Hall, who now lives in Wooster, was one of about 200 community members and scientists who convened at the NEOMED Education and Wellness Center on Wednesday for the event, which was free and open to the public. It was not the usual scientific conference or community meeting but a stimulating mashup of both. The tunes were pumping for Rock Steady Boxing and the crowd stretched to yoga moves. Then everyone progressed to scientific presentations and the chance to ask physicians and researchers questions. Access to experts was something clearly prized by the attendees, especially at an “Ask the Doctor” Q&A event where the questions flew: Should I avoid protein? Is it ok to drink any alcohol? Are there specialists who can answer the vision problems of Parkinson’s patients? What do you think of the new medication that has been approved for psychosis in Parkinson’s?
Or the heartfelt question, What can I do for someone with apathy?
Answers are hard to come by for this puzzling neurodegenerative disease. It has been nearly 200 years since Parkinson’s was named for James Parkinson (the author of “An Essay on the Shaking Palsy”). Yet it still has no disease-modifying therapy, noted guest speaker Amber Van Laar, M.D., Ph.D., of the University of Pittsburgh Medical Center. In other words, all that can be done is to treat the symptoms, though the researchers speaking and presenting their work on posters displayed in the NEW Center are working to find therapies.
On Wednesday, NEOMED announced that it is focusing research efforts in an area called Neurodegenerative Diseases and Aging, led by director Jason Richardson, Ph.D., a professor of pharmaceutical sciences at NEOMED. Two of NEOMED’s staunchest supporters, Dick Nicely and Glenn Leppo, both of whom have Parkinson’s, participated in Wednesday’s event. Leppo led attendees in yoga stretches, while Nicely was on hand representing Rock Steady Boxing.
Looking for Answers
“My interest in being here is in new medications and new delivery systems to maximize the amount of medicine that cross the BBB—the blood-brain barrier,’’ Chuck Hall said. For those with Parkinson’s, the language of medicine and abbreviations becomes second nature. Maybe that’s why participants who weren’t scientists attended scientific presentations on Wednesday, right along with a pharmacist-led presentation on medication management and a session on how to participate in research.

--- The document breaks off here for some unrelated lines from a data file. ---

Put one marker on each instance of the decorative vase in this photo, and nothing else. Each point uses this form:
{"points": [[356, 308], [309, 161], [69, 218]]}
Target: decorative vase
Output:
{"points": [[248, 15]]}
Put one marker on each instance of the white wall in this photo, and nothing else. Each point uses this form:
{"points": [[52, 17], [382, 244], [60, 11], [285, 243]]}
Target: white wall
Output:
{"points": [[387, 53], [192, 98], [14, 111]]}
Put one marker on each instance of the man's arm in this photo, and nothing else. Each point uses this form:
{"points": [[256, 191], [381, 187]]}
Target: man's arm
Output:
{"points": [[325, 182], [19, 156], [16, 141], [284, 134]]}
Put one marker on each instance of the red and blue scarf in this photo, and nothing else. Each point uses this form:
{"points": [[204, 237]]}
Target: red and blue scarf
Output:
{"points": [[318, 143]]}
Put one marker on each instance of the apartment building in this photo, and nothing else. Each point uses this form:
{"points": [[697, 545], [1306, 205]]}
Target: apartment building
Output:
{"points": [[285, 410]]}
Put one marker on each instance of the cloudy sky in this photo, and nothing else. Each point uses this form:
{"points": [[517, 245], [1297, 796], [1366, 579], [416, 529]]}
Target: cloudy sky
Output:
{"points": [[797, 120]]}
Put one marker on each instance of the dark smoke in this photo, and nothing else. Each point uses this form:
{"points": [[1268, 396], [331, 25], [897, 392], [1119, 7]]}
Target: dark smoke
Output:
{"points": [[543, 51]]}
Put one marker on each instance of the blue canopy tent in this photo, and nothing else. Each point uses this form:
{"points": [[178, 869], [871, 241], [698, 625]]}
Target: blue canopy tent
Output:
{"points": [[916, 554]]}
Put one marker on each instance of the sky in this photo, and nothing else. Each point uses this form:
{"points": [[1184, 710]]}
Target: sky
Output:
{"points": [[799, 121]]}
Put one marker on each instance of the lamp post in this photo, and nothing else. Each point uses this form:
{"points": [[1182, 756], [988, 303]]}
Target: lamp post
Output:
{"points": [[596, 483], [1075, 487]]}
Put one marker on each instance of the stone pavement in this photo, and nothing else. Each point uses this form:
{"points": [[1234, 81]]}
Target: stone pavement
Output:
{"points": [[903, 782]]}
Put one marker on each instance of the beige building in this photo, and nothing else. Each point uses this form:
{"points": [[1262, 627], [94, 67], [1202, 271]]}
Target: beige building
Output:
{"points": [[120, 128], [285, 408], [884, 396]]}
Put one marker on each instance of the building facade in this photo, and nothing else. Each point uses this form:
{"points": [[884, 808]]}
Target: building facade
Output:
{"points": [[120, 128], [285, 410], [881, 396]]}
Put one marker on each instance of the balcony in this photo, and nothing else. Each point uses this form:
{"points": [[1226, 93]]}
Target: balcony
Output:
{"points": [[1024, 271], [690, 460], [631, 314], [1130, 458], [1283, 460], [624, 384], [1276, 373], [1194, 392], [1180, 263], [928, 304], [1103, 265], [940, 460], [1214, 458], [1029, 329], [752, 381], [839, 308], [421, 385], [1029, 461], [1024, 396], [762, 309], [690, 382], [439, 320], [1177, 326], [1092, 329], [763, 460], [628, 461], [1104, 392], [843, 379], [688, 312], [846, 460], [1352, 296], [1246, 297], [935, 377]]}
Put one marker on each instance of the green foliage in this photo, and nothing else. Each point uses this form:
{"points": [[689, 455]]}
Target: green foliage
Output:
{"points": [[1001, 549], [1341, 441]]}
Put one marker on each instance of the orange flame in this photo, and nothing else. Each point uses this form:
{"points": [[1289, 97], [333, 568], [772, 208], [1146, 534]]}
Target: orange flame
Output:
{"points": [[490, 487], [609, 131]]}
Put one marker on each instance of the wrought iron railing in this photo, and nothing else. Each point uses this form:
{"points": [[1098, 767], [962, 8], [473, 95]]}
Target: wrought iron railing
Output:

That last topic is close to Glenn Leppo, who participates in clinical trials himself— and as an Ambassador for the Fox Trial Finder, also recruits clinical trials participants for the Michael J. Fox Foundation.
In a scientific presentation, Dr. Van Laar talked about her research in procedures to modify or replace defective genes. Afterward, a woman sitting with an older couple raised her hand to ask a question, prefacing it with ‘’I’m a lay person…’’ It’s not easy to bring together the technical language of research with the pressing needs and questions of patients or their family members. Dr. Van Laar, a neurologist who also holds a Ph.D., was especially well-suited to Wednesday’s event. She divides her time between treating patients and pursuing research, so the concerns of patients are front and center for her.
There’s no cure for Parkinson’s…yet. Still, Wednesday’s event offered hope.